- Case report
- Open Access
- Open Peer Review
Effect of the dual endothelin receptor antagonist bosentan on untreatable skin ulcers in a patient with diabetes: a case report
© Álvarez et al; licensee BioMed Central Ltd. 2011
- Received: 18 March 2010
- Accepted: 16 April 2011
- Published: 16 April 2011
Refractory skin ulcers are a major burden in patients with diabetes. Their pathogenesis is multifactorial, and data increasingly implicate endothelin as a mediator of diabetic macro- and microvasculopathy. Here we describe the first reported case of an endothelin receptor antagonist being used to successfully treat refractory skin ulcers in a patient with diabetes.
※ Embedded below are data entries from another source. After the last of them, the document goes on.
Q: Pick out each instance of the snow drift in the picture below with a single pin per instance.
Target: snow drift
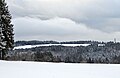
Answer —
(57, 70)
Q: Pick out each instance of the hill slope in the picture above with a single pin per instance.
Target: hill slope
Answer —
(57, 70)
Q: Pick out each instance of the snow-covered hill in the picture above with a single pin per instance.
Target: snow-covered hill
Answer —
(57, 70)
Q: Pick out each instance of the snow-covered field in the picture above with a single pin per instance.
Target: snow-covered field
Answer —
(32, 46)
(57, 70)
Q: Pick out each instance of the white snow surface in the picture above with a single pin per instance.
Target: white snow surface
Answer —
(32, 46)
(19, 69)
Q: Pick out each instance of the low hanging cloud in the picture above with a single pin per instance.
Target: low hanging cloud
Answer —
(66, 19)
(57, 29)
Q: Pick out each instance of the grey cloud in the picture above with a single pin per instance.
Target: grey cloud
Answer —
(94, 13)
(27, 28)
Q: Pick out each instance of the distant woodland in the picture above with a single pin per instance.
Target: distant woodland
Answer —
(94, 53)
An 85-year-old Caucasian man with a 30-year history of type 2 diabetes developed multiple skin ulcerations, including a right heel ulcer. Despite appropriate treatment, the ulcer showed little improvement and the risk of amputation was high. The patient was treated with the dual endothelin receptor antagonist bosentan. After three weeks of treatment, major improvements were observed, and after 21 weeks, all ulcers had healed. No abnormalities were observed during monitoring of blood pressure, erythrocyte sedimentation rate or serum aminotransferase levels.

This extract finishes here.